The first thing is that the brands have to ask themselves this question: What products or pieces can carry their DNA equally? One simple example of this is the Nike x Supreme AF1. The AF1 is the perfect canvas for the supreme logo featured on the heel. The sneaker comes in the classic white and a black iteration. The supreme laces also satisfy the logo obsessed supreme fans.

This concept can be taken further when the collaboration not only carries the physical DNA of both brands but also their ethos. Case in point is the Dior x Air Jordan 1. This sneaker is the perfect marriage between the Dior luxury ethos and the sporting functionality of the Air Jordan. Crafted entirely in Italy with white and grey leather, it features a Dior monogram in the swish logo. A beautiful translucent outer sole and the Air Jordan logo on the ankle reworked into “Air Dior” are all a testament to the saying “the devil is in the details”.

The second thing applies mainly to collaborations between fashion/sports brands and musicians/celebrities, but does still apply largely to fashion collaborations. When partnering with celebrities, it is not enough to simply attach the name and image of the celebrity to the pieces. The make-up industry seems to understand this, but a lot of fashion retail brands are in the habit of doing these one off collaborations where they just slap these celebrity names and faces on a collection of pieces that have nothing of the essence of the artist in them.

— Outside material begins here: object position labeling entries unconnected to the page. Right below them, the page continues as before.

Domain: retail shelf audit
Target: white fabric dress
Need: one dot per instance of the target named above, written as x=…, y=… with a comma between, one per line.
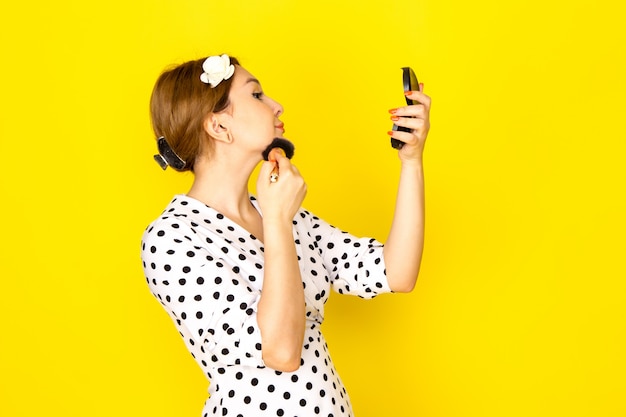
x=207, y=272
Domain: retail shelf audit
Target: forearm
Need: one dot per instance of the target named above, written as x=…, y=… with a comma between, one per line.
x=281, y=312
x=405, y=243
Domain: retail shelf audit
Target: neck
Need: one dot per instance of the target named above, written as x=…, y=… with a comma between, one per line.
x=223, y=185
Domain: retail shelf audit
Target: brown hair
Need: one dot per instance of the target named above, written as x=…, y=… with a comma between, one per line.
x=179, y=104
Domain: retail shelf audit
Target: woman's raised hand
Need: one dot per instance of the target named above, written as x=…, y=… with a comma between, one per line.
x=280, y=200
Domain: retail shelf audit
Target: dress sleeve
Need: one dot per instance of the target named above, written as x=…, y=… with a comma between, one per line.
x=213, y=308
x=355, y=265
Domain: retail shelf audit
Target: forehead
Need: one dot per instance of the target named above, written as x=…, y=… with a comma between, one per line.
x=244, y=78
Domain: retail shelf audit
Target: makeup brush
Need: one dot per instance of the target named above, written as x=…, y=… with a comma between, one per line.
x=283, y=146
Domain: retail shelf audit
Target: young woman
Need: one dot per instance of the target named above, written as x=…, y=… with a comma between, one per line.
x=245, y=278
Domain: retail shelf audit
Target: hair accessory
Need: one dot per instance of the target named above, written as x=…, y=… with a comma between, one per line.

The Travis Scott x Nike SB Dunk low is a great example of the magic that can happen when a brand allows an artist to have considerable creative input and craft a piece imbued with the spirit of the artist involved in the collaboration. I dare say that the only other Nike collaboration with a musician I would place over this sneaker is the Yeezy red October, another sneaker that is forever canonized in the great hall of grail sneakers.

The third and final thing is the marketing. The marketing has to be able to give the vibe created by the marriage of the brands. The Aime Leon Dore x New Balance S/S 20 collaboration is the perfect example of this. The images of an elderly couple is definitely not what you expect but that only makes it even more memorable, not to mention the impeccable styling and copy. This is a masterclass in fashion marketing in my opinion.

In closing I feel like these are the three things a good collaboration should have. This whole article was inspired by the Zegna x FOG collection. I can only describe it as the juxtaposition of the finest sartorial looks and principles with the laid back luxe LA vibe that Jerry Lorenzo’s FOG brings. It’s definitely my favourite collaboration of the year and perhaps of all time or until someone does something else that blows my mind even further. This collaboration fully embodies all the principles I have mentioned above.